Il ne faut pas avoir peur de se plonger dans des morceaux en apparence plus arides et moins originaux qui prennent tout leur sens dans l’enchaînement des titres et des ambiances. « Give It Up » est une courte chanson qui aurait pu être écrite il y a 10 ou 50 ans, « Flyin Off The Rails » n’est pas tape à l’œil mais c’est un morceau solide et qui traduit toute la sincérité et l’intimité du propos. En jouant ainsi avec les formes classiques du rock américain, Gelb exprime à merveille sa mélancolie d’homme vieillissant, il exprime la lassitude des déplacements et ce vieil espoir d’être récompensé quand viendra la fin de l’errance. On ne pourra pas s’empêcher de comparer la figure du cowboy solitaire et celle du vieux rockeur indépendant. Ce sont deux personnages qui s’abreuvent aux mêmes sources et qui, bien qu’en transhumance, portent leur monde sur eux. Les femmes sont laissées derrière et constituent une promesse pour demain. Le succès et la revanche ne sont plus des attributs suffisants pour créer le mouvement, si bien qu’on se tient de plus en plus souvent enfermé, en liberté, dans un univers de solitude et de souvenirs ressassés.

Les instants de calme et de réconfort, comme sur le sensuel « Presomptuous » partagé avec la chanteuse Kira Skov, masquent mal les moments où seul le cours de l’histoire et la nécessité de continuer tiennent le chanteur et l’homme en un seul morceau.

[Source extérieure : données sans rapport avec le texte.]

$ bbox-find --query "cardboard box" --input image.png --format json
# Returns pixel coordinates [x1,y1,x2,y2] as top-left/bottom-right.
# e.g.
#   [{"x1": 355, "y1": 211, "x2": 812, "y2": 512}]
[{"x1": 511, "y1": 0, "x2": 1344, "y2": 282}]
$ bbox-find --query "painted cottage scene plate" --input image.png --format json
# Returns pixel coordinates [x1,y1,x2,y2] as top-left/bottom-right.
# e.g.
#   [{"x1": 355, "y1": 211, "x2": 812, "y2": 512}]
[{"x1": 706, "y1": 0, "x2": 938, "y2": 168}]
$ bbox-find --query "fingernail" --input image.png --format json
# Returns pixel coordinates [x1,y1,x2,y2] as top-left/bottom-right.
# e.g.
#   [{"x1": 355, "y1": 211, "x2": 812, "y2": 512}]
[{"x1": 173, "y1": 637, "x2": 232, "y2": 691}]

Il y a une tristesse capiteuse qui se dégage de ce Gathered en forme d’assemblée de la dernière chance et qui court jusqu’au dernier morceau un brin désespéré qu’est « Steadfast ». Gelb y parle de la chute du World Trade Center et de la disparition de la vieille américaine. C’est comme la série American Gods (et mieux le roman de Neil Gaiman dont elle est tirée), un passage de relais qui, au lieu de se faire dans la guerre et la violence, se joue sur un tapis de larmes, quelques regrets et en baissant les bras. La plus belle chanson du disque, « The Park At Dark, » est peut-être bien la plus triste. C’est une affaire de goût mais elle vaut le détour. L’Amérique dans une nutshell comme on dit. Gathered est un chouette album. Il ne faut pas compter dessus pour se remonter le moral ou se donner de l’énergie. C’est un beau disque, en revanche, pour sombrer et se souvenir de ce qui a disparu et ne reviendra jamais.